このプロトコルは、ex vivo照射後のマウス乳酸パッドの脱細胞化およびその後のヒドロゲル形成のための方法を提示する。

要約

放射線は、トリプルネガティブ乳癌患者のための療法です。健康な乳房組織の細胞外マトリックス(ECM)に対する放射線の影響と原発性腫瘍部位における局所再発におけるその役割は不明である。ここでは、マウスママリー脂肪パッドに由来するECMヒドロゲルの脱細胞化、凍結乾燥、および製造の方法を提示する。脱細胞化プロセスの有効性に関する結果が発表され、評価された。ヒドロゲルに封入されたGFP-およびルシフェラーゼ標識乳癌細胞は、照射ヒドロゲルにおける増殖の増加を示した。最後に、封入腫瘍細胞の細胞骨格組織を可視化するためにファロイジンコンジュゲート染色を用いた。我々の目標は、腫瘍細胞の挙動を研究するために、生体内乳房組織環境と放射線に対する応答を模倣するインビトロ研究のためのヒドロゲルを製造する方法を提示することである。

概要

癌は、アポトーシスを回避し、また遠方部位1に転移することができる細胞の過剰増殖によって特徴付げられる。乳癌は米国の女性の間で最も一般的な形態の1つであり、2018年には推定266,000人の新しい症例と40,000人の死亡が2018年2月に推定される。サブタイプを治療するのが特に積極的で困難なのは、エストロゲン受容体(ER)、プロゲステロン受容体(PR)、およびヒト表皮成長因子(HER2)を欠いているトリプルネガティブ乳癌(TNBC)である。放射線療法は、腫瘍切除術後の残留腫瘍細胞を排除するために乳癌で一般的に使用されるが、TNBC患者の13%以上はまだ原発性腫瘍部位3で再発を経験する。

放射線療法は、腫瘍切除と放射線の組み合わせが乳房切除術同じ長期生存をもたらすため、転移および再発を緩和するのに有効であることが知られている4。しかし、最近、放射線治療は、免疫不全の設定5、6における原発性腫瘍部位への局所再発と関連することが示されている。また、線維化7を誘導することにより、放射線が正常組織の細胞外マトリックス(ECM)を変化させるのもよく知られている。したがって、腫瘍細胞行動を指示する場合の放射線誘発ECM変化の役割を理解することが重要である。
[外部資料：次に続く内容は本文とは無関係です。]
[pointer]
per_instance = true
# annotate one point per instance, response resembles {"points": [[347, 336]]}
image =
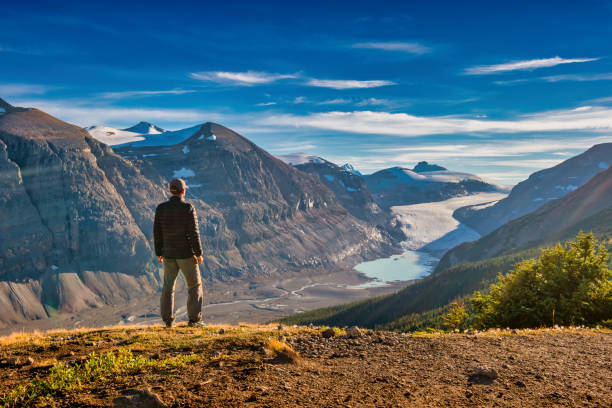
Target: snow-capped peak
{"points": [[145, 128], [349, 167]]}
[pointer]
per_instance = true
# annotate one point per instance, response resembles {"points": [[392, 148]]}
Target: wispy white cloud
{"points": [[11, 90], [336, 101], [131, 94], [248, 78], [347, 83], [373, 102], [83, 113], [524, 65], [409, 47], [585, 118]]}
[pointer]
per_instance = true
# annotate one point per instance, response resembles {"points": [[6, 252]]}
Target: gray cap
{"points": [[177, 185]]}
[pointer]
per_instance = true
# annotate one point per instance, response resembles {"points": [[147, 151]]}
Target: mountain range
{"points": [[77, 222], [540, 188], [473, 265], [425, 183]]}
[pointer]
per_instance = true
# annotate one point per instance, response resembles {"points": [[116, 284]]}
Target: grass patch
{"points": [[98, 368], [281, 352]]}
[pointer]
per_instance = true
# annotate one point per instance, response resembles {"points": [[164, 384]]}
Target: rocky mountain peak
{"points": [[5, 105], [145, 128], [423, 166]]}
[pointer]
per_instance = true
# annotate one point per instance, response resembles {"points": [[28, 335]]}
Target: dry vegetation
{"points": [[272, 365]]}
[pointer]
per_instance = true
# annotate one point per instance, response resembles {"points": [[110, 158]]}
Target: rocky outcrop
{"points": [[77, 217], [281, 219], [589, 208], [401, 186]]}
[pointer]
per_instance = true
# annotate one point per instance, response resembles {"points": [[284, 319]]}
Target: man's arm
{"points": [[193, 233], [158, 238]]}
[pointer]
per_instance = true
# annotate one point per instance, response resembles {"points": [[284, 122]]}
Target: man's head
{"points": [[177, 187]]}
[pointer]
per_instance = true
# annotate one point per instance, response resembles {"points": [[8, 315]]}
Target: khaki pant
{"points": [[191, 272]]}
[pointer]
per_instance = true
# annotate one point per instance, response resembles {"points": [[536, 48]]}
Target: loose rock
{"points": [[142, 398], [354, 332]]}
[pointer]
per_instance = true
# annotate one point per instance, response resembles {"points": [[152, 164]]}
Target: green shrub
{"points": [[566, 285], [456, 317]]}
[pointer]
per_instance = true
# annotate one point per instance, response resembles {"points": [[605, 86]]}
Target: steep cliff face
{"points": [[588, 208], [71, 208], [281, 218], [82, 215], [77, 217]]}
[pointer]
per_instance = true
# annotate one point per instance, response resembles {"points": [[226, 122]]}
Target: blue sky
{"points": [[500, 89]]}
脱細胞組織は、疾患8、9を研究するためにインビトロモデルとして使用されている。これらの脱細胞組織は、ECM組成物を保持し、生体内ECM中の複合体を再要約する。この脱細胞組織ECMは、細胞増殖および機能10、11の研究に使用することができる再構成されたECMヒドロゲルを形成するためにさらに処理および消化することができる。例えば、脱細胞化ヒト脂肪吸引および心筋組織由来の注射用ヒドロゲルは、組織工学の非侵襲的な方法として役立ち、ブタ肺組織に由来するヒドロゲルをインビトロ試験方法として利用した。間葉系幹細胞の付着および生存率12,13,14.しかし、ECM特性に対する正常組織放射線損傷の影響は調査されていない。

ECMに由来するヒドロゲルは、インビボ現象のインビトロ研究の最大の可能性を秘めています。コラーゲン、フィブリン、マトリゲルを含むいくつかの他の材料が研究されているが、ECM13の組成を総合的に要約することは困難である。ECM由来ヒドロゲルを使用する利点は、ECMが特定の組織14、15に必要なタンパク質および成長因子を含むことです。腫瘍切除の間に正常組織の照射はECMに重大な変化を引き起こし、ECM由来のヒドロゲルはインビトロでこの効果を研究するために使用することができる。この方法は、疾患のインビトロモデルにおいてより複雑で正確になる可能性がある。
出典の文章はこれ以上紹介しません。